CHERRYBOMBE is a bomb… at nearly 200 pages and weighing just under two pounds, it’s a hefty work of art. It’s also new, and prints only twice a year (issue 2 was just release). CHERRYBOMBE is a celebration of women in food, written by women, about women. I suppose guys can appreciate the high-quality writing and great storytelling, but I’m guessing the readership is largely women.

Each issue has a couple dozen contributors, including some professional chefs. In issue 2, Manhattan Chef Anita Lo (Anissa) interviews Brooklyn Chef Sohui Kim (The Good Fork) in a handwritten, playful banter. Multiple contributors make for a diverse collection of voices, and each story feels fresh and different from the last. Recipes are included if they fit the story.

As with Sweet Paul, imagery is important and the pictures are beautiful and compelling, but it’s the stories that make CHERRYBOMBE da bomb (sorry, couldn’t resist). (Single issue $18; 1 year subscription (2 issues) $40.)


If CHERRYBOMBE is slanted toward the female persuasion, Lucky Peach is the male counterpart. To be fair, Lucky Peach has women contributors and not all stories revolve around the Y chromosome toque, especially in the more recent issues, but this is largely a guy-written (and edited) magazine.

The brain-child of David Chang (Momofuku), writer Peter Meehan and Chris Ying (co-publisher of indie house McSweeny’s) the quarterly’s first issue, Summer 2011, was dedicated to ramen (speeding up the momentum of the ramen craze currently sweeping the nation). The trio has since covered American food, Chinatown, and the before-and-after of an imaginary Apocalypse (weird but it worked). Their “Gender” issue (slightly less than half for the ladies, slightly more than half for the dudes) generated quite a buzz.

Contributors have included Anthony Bourdain, L.A. food critic Jonathan Gold and food scientist Harold McGee. Irreverent in design, Lucky Peach is the ultimate foodie-hipster’s literary manual — and thoroughly enjoyable even if you’re not tragically hip. (Single issue $9 to $12; 1 year subscription (4 issues) $28.)

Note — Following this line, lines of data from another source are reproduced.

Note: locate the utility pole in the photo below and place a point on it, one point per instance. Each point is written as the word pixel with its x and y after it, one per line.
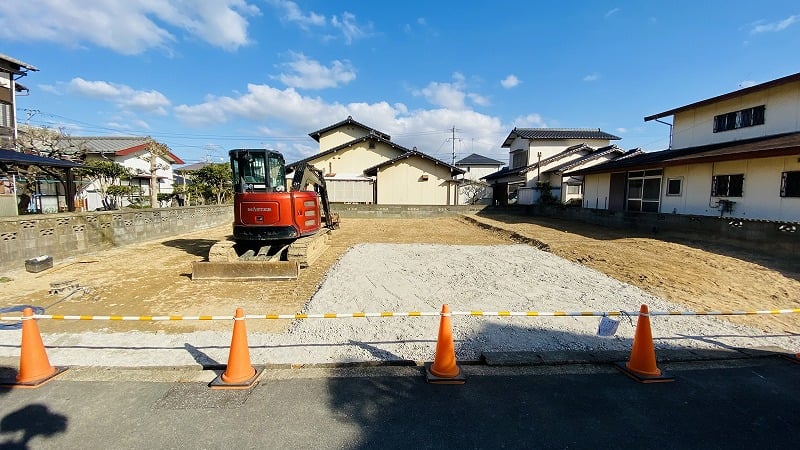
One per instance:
pixel 453 139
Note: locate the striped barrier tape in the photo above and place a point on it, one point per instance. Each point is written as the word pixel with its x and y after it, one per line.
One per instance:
pixel 387 314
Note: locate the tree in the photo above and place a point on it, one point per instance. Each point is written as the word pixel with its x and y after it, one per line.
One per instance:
pixel 216 179
pixel 109 174
pixel 49 143
pixel 473 190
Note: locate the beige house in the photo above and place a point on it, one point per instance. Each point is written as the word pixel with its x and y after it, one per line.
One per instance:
pixel 735 155
pixel 541 155
pixel 363 165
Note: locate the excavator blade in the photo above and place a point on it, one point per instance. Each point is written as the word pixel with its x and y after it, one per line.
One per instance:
pixel 245 270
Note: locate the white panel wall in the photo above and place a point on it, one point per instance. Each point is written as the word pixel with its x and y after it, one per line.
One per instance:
pixel 782 115
pixel 596 191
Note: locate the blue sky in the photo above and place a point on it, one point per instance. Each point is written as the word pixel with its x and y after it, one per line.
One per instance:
pixel 204 77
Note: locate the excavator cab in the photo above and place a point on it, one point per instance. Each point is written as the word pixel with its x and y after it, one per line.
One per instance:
pixel 277 229
pixel 258 171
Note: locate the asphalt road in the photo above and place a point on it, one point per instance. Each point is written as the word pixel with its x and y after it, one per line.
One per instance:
pixel 751 403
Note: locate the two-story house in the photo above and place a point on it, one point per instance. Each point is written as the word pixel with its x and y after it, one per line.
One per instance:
pixel 542 155
pixel 363 165
pixel 132 153
pixel 733 155
pixel 10 71
pixel 472 189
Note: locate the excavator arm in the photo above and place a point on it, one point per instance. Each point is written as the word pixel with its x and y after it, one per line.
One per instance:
pixel 305 174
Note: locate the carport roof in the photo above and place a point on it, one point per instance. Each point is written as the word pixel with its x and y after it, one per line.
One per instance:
pixel 762 147
pixel 26 159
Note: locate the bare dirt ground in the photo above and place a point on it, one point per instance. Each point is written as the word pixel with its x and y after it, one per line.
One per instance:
pixel 153 278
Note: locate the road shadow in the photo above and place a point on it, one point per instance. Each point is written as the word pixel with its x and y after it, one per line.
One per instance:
pixel 20 427
pixel 568 407
pixel 197 247
pixel 789 267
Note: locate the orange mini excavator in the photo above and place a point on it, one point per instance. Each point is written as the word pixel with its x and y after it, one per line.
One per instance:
pixel 276 230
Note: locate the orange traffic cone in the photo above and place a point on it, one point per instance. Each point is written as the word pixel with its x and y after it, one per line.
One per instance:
pixel 239 374
pixel 444 369
pixel 34 366
pixel 642 364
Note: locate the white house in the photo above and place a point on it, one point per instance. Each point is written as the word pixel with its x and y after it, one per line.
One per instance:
pixel 472 188
pixel 542 154
pixel 130 152
pixel 363 165
pixel 734 155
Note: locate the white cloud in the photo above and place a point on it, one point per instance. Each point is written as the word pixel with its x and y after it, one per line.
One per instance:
pixel 530 121
pixel 293 114
pixel 124 26
pixel 307 73
pixel 510 81
pixel 123 96
pixel 760 27
pixel 451 95
pixel 746 83
pixel 349 28
pixel 292 13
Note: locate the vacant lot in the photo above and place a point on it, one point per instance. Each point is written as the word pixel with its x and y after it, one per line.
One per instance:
pixel 154 277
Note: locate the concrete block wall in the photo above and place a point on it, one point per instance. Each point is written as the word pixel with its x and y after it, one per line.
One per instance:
pixel 67 235
pixel 402 211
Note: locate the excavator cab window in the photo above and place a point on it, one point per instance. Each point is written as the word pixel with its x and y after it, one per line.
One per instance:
pixel 258 171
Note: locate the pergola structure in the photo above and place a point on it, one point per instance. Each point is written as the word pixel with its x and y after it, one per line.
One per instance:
pixel 11 158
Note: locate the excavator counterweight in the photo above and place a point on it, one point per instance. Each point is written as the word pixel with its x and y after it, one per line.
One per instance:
pixel 276 231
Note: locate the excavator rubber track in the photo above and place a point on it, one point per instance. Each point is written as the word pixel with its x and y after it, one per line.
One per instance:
pixel 277 262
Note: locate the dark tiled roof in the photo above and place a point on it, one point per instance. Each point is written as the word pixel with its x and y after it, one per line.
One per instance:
pixel 505 171
pixel 17 64
pixel 316 135
pixel 399 148
pixel 558 133
pixel 411 153
pixel 19 158
pixel 602 151
pixel 762 147
pixel 118 145
pixel 476 160
pixel 729 95
pixel 568 151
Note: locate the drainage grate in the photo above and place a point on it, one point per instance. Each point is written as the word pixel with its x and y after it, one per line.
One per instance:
pixel 200 396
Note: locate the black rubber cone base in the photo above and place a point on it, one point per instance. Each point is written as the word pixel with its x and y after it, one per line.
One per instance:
pixel 33 384
pixel 663 378
pixel 433 379
pixel 246 384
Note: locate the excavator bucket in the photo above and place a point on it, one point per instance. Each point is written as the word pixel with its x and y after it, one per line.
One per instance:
pixel 245 270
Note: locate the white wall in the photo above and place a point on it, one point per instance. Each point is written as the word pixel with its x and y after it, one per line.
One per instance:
pixel 782 115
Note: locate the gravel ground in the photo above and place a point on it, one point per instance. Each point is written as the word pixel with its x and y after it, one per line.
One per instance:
pixel 422 277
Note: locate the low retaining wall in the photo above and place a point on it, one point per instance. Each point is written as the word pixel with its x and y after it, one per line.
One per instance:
pixel 402 211
pixel 67 235
pixel 769 237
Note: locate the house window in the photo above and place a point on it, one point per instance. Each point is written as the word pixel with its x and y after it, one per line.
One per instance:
pixel 727 185
pixel 644 190
pixel 739 119
pixel 790 184
pixel 674 186
pixel 5 115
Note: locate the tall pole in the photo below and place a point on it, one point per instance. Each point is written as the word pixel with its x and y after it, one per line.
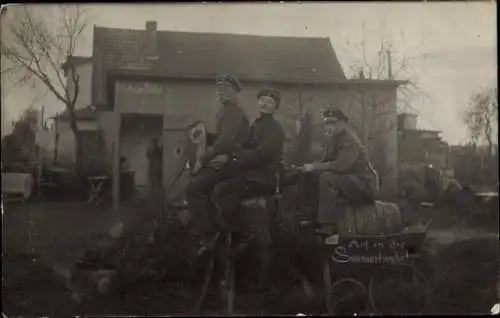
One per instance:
pixel 389 64
pixel 116 161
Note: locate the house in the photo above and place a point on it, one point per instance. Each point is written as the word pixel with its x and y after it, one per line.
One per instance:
pixel 145 83
pixel 420 146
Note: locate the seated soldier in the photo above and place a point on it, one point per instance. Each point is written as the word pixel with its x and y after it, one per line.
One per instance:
pixel 232 130
pixel 258 163
pixel 345 173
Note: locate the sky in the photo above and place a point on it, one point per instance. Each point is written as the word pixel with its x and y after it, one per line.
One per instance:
pixel 450 47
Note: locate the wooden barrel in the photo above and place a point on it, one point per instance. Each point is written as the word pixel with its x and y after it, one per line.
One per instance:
pixel 371 219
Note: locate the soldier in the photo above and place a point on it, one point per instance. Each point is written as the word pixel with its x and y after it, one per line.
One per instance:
pixel 345 173
pixel 155 176
pixel 256 168
pixel 257 164
pixel 232 128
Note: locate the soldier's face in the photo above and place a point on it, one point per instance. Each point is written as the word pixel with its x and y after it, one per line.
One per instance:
pixel 267 104
pixel 333 127
pixel 225 93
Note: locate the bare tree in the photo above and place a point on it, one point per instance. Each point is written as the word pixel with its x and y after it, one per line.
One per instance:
pixel 36 45
pixel 480 116
pixel 389 62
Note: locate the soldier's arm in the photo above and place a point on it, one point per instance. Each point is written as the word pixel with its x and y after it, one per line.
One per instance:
pixel 347 155
pixel 266 147
pixel 225 141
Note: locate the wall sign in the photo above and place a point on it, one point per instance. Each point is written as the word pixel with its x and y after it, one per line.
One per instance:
pixel 148 88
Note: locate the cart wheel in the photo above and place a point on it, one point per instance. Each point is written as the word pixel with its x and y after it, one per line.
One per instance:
pixel 399 289
pixel 348 296
pixel 431 265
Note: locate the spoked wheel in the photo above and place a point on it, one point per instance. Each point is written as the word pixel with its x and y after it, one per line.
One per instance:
pixel 399 289
pixel 348 296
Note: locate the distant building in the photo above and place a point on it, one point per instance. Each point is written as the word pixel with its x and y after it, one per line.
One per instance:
pixel 420 146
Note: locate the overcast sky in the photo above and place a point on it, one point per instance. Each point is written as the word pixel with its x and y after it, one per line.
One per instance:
pixel 452 45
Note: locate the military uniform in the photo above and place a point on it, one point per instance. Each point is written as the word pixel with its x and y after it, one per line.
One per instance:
pixel 256 166
pixel 232 129
pixel 345 175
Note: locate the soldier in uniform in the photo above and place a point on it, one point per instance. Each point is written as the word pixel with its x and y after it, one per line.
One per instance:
pixel 345 173
pixel 256 169
pixel 258 163
pixel 232 129
pixel 155 174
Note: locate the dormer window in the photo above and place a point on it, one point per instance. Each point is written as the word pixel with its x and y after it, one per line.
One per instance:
pixel 151 47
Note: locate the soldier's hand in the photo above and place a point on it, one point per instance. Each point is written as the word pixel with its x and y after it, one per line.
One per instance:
pixel 218 161
pixel 196 167
pixel 308 167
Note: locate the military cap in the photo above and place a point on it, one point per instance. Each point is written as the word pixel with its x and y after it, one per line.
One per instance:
pixel 227 79
pixel 271 92
pixel 334 112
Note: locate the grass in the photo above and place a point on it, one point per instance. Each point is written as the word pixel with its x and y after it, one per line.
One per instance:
pixel 37 237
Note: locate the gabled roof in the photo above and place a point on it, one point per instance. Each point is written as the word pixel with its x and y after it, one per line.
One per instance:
pixel 75 61
pixel 204 55
pixel 85 113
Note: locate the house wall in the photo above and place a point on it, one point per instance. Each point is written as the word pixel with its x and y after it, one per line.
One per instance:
pixel 85 85
pixel 66 140
pixel 369 108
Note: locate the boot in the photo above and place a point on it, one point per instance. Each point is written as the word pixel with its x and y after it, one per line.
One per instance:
pixel 207 243
pixel 326 230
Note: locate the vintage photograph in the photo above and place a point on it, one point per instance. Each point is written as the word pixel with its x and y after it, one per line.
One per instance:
pixel 333 158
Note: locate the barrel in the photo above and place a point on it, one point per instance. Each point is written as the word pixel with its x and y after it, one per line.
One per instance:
pixel 381 218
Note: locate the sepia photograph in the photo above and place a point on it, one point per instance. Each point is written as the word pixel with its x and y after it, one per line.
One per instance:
pixel 250 159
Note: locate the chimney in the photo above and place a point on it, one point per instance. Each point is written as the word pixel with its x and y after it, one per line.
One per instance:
pixel 151 25
pixel 151 52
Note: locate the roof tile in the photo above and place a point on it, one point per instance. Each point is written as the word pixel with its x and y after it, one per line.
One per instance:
pixel 203 55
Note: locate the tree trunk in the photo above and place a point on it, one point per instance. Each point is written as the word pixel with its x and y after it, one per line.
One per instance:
pixel 78 140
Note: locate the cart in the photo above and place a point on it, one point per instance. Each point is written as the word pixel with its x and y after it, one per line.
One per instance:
pixel 382 274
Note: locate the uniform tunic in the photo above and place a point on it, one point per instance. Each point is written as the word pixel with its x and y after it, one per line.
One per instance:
pixel 255 169
pixel 345 176
pixel 232 129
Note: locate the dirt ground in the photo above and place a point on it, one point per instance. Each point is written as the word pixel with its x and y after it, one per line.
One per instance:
pixel 38 238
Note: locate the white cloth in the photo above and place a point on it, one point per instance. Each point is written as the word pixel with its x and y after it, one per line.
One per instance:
pixel 18 183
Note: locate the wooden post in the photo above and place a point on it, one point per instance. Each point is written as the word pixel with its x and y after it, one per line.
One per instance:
pixel 116 161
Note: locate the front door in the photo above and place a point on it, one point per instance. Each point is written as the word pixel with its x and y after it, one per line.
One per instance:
pixel 136 134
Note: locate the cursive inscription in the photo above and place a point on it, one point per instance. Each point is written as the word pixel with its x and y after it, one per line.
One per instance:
pixel 370 251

What began as an eight-page newsletter, The Art of Eating has fully matured into a 48-page literary journal of food and wine. Published quarterly by Edward Behr, one of the leading voices in food and wine writing in America, The Art of Eating offers a multi-course dinner of articles not covered by other print publications.

Behr and his contributors focus on “sense of place,” digging deep, down to the roots of a story. In-depth articles cover current — and timeless — topics you won’t find in other publications: moving stories about shepherd cheesemaking in the Tsakonia region of Greece; Chinese cooking techniques of velveting, deep-frying and stir-frying; recipes suited to Chablis; contemporary restaurants in Montreal; and book reviews of books you’ve might or might not have ever heard of, but suddenly want to read.

The Art of Eating is less about imagery (although there are many high quality photographs in each issue) and more about the words. In today’s world of sound bites and blurbs, it’s stimulating to soak in a good story and learn something new. (Single issue $13.50; 1 year subscription (4 issues) $52.)



Gastronomica is a serious, academic food journal. Published since 2001 by the University of California Press, it is the leading intellectual literary journal on food and culture. Stories are born out of the intersection of food and culture, often looking at one through the eyes of the other.

Long-form food journalism is celebrated in several of these specialty publications, but it is the crux of Gastronomica. Heavy-hitter contributors cover stories on American food policies, global food issues, and other social and economic issues related to food. Lest you think this is dry reading, it’s not — and not every article is wrapped in weighty reverence. While there is never a single piece of fluff, some stories touch on lighter topics, such as an interview with a current renowned chef, or a personal essay explaining the unlikely joy of angel food cake.

The writers may have academic backgrounds, but they are storytellers at heart. Gastronomica will quench the thirst of the thinking food lover. (Single issue $12.99; 1 year (4 issues) subscription $53.)